This week’s two main events, the ECB meeting and the UK national election have drawn investors intentions in recent weeks. The ECB may take a baby step on what promises several quarters before an exit path from its extraordinary monetary policy.   

UK Prime Minister May’s call for a snap election was seen as a strong move, taking advantage of the apparent weakness of her domestic rivals and strengthen her hand in negotiations with the EU. At the same time preventing an election that would have complicated the conclusion of the Brexit negotiations. May used the reaction to the US decision to pull out of the Paris Accord as an opportunity to put some distance between the UK and the German, French and Italian response. In recent weeks, the initial Tory lead has been whittled away to the point that YouGov is projecting it will be 18 seats shy of a majority.

In the UK the need for a coalition government is often referred to as a hung parliament. If the election does result in a hung parliament, a coalition will be particularly tricky. The tightening of the polls is not so much driven by the loss of Tory support, despite some seemingly electoral gaffes. Rather what appears to have happened is that the Labour Party is increased its support primarily at the expense of the Liberal Democrats and the UK Independent Party. The Scottish Nationalist Party may unexpectedly find itself in a position to shape Brexit, with knock-on implications for a second referendum on independence (and staying in the EU).
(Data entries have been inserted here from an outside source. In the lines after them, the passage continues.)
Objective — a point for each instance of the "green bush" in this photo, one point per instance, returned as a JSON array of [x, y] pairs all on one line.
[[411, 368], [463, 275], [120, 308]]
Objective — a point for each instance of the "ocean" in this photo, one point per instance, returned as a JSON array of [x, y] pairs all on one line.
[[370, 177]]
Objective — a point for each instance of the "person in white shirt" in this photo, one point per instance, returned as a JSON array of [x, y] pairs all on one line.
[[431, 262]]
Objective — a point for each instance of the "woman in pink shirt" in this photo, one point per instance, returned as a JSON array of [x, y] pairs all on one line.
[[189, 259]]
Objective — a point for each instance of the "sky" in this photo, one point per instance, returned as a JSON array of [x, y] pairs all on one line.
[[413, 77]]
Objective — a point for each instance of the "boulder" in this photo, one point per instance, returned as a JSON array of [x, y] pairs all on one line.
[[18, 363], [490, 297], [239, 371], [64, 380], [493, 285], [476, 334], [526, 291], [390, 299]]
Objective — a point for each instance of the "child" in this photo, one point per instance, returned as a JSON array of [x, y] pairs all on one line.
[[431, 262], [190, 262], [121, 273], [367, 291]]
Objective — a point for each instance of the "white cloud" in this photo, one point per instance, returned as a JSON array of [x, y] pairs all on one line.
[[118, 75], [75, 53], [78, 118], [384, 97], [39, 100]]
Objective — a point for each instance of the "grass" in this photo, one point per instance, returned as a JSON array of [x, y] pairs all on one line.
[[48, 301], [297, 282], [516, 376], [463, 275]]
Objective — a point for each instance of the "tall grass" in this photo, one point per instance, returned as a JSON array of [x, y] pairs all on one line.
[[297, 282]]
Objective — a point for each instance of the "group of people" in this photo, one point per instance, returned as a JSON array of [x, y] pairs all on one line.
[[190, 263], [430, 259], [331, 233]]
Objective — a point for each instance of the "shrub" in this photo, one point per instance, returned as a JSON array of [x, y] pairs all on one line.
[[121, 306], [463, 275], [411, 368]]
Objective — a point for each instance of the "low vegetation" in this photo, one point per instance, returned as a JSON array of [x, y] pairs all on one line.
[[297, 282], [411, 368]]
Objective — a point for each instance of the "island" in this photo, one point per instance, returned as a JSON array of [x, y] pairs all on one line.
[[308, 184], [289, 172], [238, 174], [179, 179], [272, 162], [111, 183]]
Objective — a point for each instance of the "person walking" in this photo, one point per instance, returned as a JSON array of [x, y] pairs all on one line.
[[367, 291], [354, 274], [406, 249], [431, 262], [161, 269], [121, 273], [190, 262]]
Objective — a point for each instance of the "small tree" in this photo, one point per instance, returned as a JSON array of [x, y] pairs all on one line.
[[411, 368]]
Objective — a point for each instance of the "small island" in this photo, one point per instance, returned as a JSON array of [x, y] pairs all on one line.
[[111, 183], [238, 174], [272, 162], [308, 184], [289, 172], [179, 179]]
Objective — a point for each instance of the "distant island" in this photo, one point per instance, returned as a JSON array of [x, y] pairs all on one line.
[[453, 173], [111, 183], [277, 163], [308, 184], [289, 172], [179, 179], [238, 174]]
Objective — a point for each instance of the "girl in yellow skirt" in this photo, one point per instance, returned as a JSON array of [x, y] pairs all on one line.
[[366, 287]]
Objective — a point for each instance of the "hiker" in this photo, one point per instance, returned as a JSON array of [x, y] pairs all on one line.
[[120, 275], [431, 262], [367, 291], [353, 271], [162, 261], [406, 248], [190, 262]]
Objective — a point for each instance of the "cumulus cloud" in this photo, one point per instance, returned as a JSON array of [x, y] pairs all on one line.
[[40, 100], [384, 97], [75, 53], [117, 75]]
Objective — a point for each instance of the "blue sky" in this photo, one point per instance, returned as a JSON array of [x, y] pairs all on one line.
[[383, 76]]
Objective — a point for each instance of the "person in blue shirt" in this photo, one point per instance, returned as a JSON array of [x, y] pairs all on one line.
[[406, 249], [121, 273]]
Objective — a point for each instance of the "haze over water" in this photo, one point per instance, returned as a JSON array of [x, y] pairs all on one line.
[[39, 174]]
The Lib-Dems may be reluctant to enter into a new coalition with the Conservatives. They were decimated in the last election, and may not win sufficient seats to give a coalition a majority. The Tories had been loath to formally enter a coalition with UKIP, but post-referendum, and given the political realities, it may be reconsidered.

In foreign exchange market, the US dollar’s weakness is masking political anxiety in sterling. Sterling has lost about 4.5% against the euro in a slide over the past six consecutive weeks. It has fallen nearly 3% against the yen in the ongoing four-week drop. On a trade-weighted basis, sterling fell throughout May, losing 2.75%, before recovering a little last week. Volatility has increased (three-month implied) for the past three weeks, and the skew in the risk reversal (puts and calls) has moved sharply in favor of puts.

The FTSE 100 reached new record highs before the weekend. There seemed to be an interesting logic at work. If the election outcome was favorable than equity market would rally and the FTSE 100 would go for the ride. If the election outcome were unfavorable, sterling would be sold and this would cushion the downside of the FTSE 100 where foreign earnings are so important.